Cette semaine c’est François Bayrou qui a pirouetté pour défendre la décision de Martine Aubry d’instaurer dans les piscines municipales de Lille deux matinées hebdomadaires de fréquentation monosexe à forte tendance féminine et musulmane. Tel un chevalier servant, François Bayrou protège les baigneuses par exception des attaques de tous les requins pèlerins de la laïcité, car aveuglés par la défense inconditionnelle de la sainte république immaculée, ces agressifs chroniques n’ont pas compris que tout ceci n’était que problème de poids et non de foi.
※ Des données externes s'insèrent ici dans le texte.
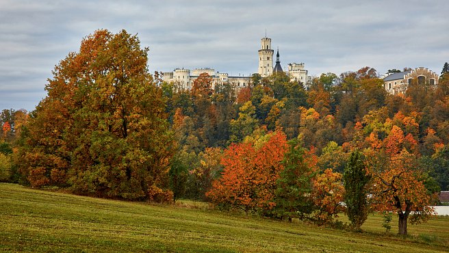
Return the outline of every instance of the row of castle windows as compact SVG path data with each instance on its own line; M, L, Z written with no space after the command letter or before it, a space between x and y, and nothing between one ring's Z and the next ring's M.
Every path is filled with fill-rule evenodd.
M409 85L411 84L412 81L413 80L413 78L409 78L407 79L407 83ZM402 83L402 82L401 82ZM424 76L419 76L418 77L418 83L420 85L424 85L426 83L426 77ZM396 87L397 83L394 82L394 86ZM429 80L429 84L431 85L435 85L435 79L431 78ZM392 83L388 83L388 89L390 90L392 88Z

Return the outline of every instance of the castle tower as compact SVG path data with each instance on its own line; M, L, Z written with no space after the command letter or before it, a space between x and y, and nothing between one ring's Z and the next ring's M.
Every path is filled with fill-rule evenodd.
M262 48L259 49L259 74L262 77L266 77L273 72L273 53L271 49L271 39L262 38L261 40Z
M276 66L273 69L273 73L274 72L280 73L281 72L283 72L283 70L282 70L282 67L281 66L281 61L279 60L279 49L278 49L277 53L276 54Z

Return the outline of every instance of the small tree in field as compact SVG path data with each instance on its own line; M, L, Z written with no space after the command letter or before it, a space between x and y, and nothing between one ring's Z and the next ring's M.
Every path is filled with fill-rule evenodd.
M283 163L284 170L277 181L276 213L281 217L303 219L313 210L313 178L316 174L316 156L300 146L298 139L289 142Z
M343 180L346 214L356 231L361 230L360 227L368 217L367 184L370 179L360 152L352 152L344 168Z
M407 235L409 217L411 224L417 224L435 213L432 193L424 185L425 174L416 155L410 152L416 150L418 142L410 134L405 137L396 126L383 142L370 141L373 148L365 151L365 157L373 180L371 202L376 211L397 213L399 234Z

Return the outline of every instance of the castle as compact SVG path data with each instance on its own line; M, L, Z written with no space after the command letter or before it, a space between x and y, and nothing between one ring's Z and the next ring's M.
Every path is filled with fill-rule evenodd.
M424 67L398 73L389 73L383 78L383 88L388 93L393 95L404 94L414 80L418 85L427 84L431 87L435 87L438 84L438 74Z
M273 72L281 72L281 61L279 60L279 51L277 54L276 65L273 66L274 50L271 48L271 39L263 38L261 40L261 46L259 50L258 74L261 77L267 77ZM176 68L172 72L163 72L162 79L168 83L177 83L185 90L192 89L193 82L202 73L207 73L212 79L212 85L230 83L237 90L248 87L251 81L251 76L230 76L226 72L219 72L214 68L196 68L192 71L189 69ZM305 69L304 63L291 63L288 64L287 74L292 81L301 82L305 85L309 80L308 71Z

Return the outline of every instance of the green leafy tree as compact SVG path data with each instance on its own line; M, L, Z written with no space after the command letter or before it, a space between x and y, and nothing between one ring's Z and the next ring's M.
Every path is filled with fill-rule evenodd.
M259 120L255 118L255 107L251 101L245 103L240 109L239 118L231 120L231 142L240 142L253 133L259 125Z
M343 174L346 204L346 214L356 231L361 230L361 226L368 218L368 183L370 176L365 170L361 154L353 151L344 168Z

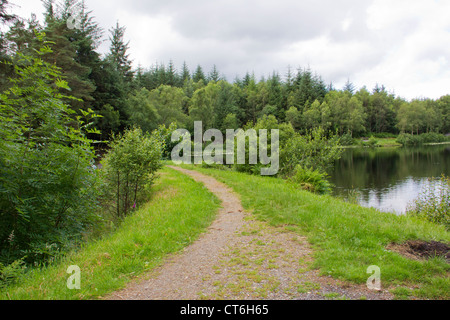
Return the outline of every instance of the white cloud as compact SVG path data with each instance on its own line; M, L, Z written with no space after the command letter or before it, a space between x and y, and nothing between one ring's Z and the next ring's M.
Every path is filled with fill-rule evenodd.
M17 0L18 1L18 0ZM14 2L14 0L12 0ZM375 83L406 98L449 94L450 1L86 0L105 30L127 27L135 66L173 60L229 80L309 67L336 87ZM21 0L23 17L42 13ZM107 51L108 41L101 46Z

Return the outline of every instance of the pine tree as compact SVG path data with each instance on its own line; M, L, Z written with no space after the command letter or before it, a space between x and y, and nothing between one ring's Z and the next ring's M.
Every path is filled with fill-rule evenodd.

Mais fort heureusement François sait parler aux femmes. Il s’est ainsi montré particulièrement galant et délicat en exprimant une pensée émue pour les « femmes qui pèsent plus lourd que d’autres », témoignant de toute son empathie pour les empâtées. Toutes ces femmes qui souhaitent nager librement et oublier pendant quelques heures la cellulite, les complexes et surtout des maris très envahissants qui ajoutent finalement quelques dizaines de kilos à leur problème de surpoids.

bayrou écoute

Décernons le maillot de bain d’honneur à François Bayrou qui a tenté de participer activement à la résolution d’une équation complexe et de sa dérivée lilloise, l’aquation, selon laquelle :
(x + Rep + La i 6T) –  (lib 2 cult) / public ∞ + coll = √PS – 2(UMP + FN²) / 10 500 (Loi) id. ioT
ou x est un sujet féminin et/ou musulman et/ou nageur et/ou obèse souhaitant simplement bénéficier de services à la carte mais dans un lieu public.

Les plus éminents mathématiciens cherchent encore comment résoudre l’équation insoluble décrivant l’univers républicain français car notre beau pays est ainsi fait qu’il est plus difficile de différencier des services et de répondre simplement à une demande qui évolue que d’imposer à tous un cadre rigide renforcé par les pétitions de principe et les jugements de valeur.